Pretty graph, could be made even prettier

Here’s a pretty graph (from Steven Levitt, who says “found on the web” but I don’t know the original source):

Birthsbymonth.jpg

This is a good one for your stat classes. My only suggestions:

1. Get rid of the dual-colored points. What’s that all about? One color per line, please! As Tufte might say, this is a pretty graph on its own, it doesn’t need to get all dolled up. Better to reveal its natural beauty through simple, tasteful attire.

2. Normalize each month’s data by the #days in the month. Correcting for the “30 days hath September” effect will give a smoother and more meaningful graph.

3. Something wacky happened with the y-axis: the “6” is too close to the “7”. Actually, I think it would be fine to just label the axis at 6, 8, 10,… Not that it was necessarily worth the effort to do it in this particular case, just thinking about this one to illustrate general principles. Ideally, the graphing software would make smart choices here.

4. (This takes a bit more work, but…) consider putting +/- 1 s.e. bounds on the hockey-player data. Hmm, I can do it right now….761/12 = 63, so we’re talking about relative errors of approximately 1/sqrt(63)=1/8, so the estimates are on the order of 8% +/- 1%.

P.S. See Junk Charts for more.

5 thoughts on “Pretty graph, could be made even prettier

  1. You didn't check the comments in the post. I discovered that Levitt got this graph from an astrology site! I also hypothesize that the reason that Levitt failed to provide a link — even though he almost always does in his other posts — is that he was embarrassed to admit the source for the graph.

    Despite the source, I think that the data is probably correct. See the comments for a full discussion. Alas, it also seems clear that the New York Times article that started the conversation is almost total hokum.

    Beware the riches of fame.

  2. Great post as usual. Especially #4. I haven't seen the "overwhelming" evidence that Freakonomics alleged to exist but judging from the sample size, and that sampling variation, it is unclear whether we should immediately jump to the stage of explaining the trend. The current discussion smacks of using our creativity to explain potentially spurious patterns.

    Another distortion introduced by this chart is the rounding used for the NHL line but not for the other two lines.
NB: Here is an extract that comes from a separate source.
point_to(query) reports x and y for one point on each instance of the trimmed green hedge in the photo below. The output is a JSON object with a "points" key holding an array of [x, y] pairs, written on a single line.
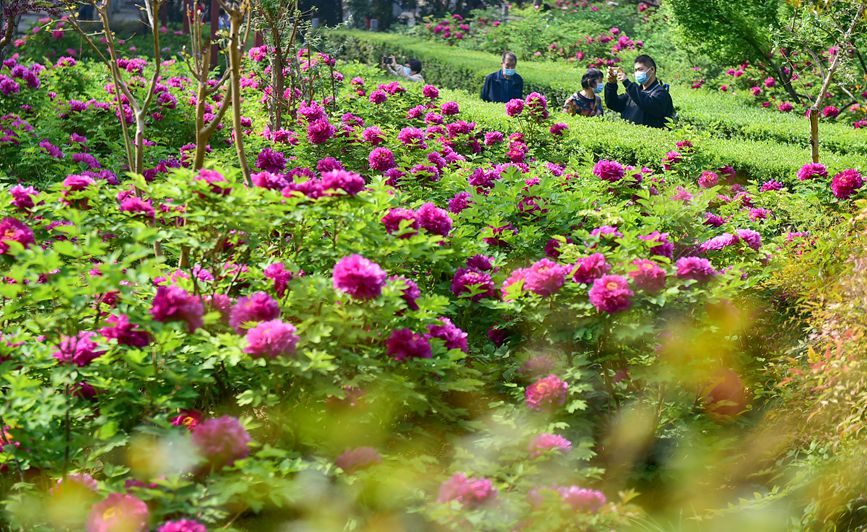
{"points": [[722, 116]]}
    I expanded upon your #4 on my blog.

  3. My first thought was that one color in each series is used for 31-day months, another for shorter months, but this is not true, since July and August would then have the same color.
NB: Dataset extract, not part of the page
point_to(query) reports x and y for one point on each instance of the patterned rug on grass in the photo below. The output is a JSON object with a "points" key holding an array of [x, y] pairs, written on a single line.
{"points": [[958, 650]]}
    Note the alternation in the U.S. and Canada data: Jan high, Feb low, Mar high, April low, May high…, which is what we would expect of course.

    Apologies if I'm just stating the obvious.

  4. An astrology site, huh? Astrology is an example of the rule that, the lower your signal-to-noise ratio, the stronger your statistics need to be. Astrologers and ESP researchers are statistical experts by necessity.

Comments are closed.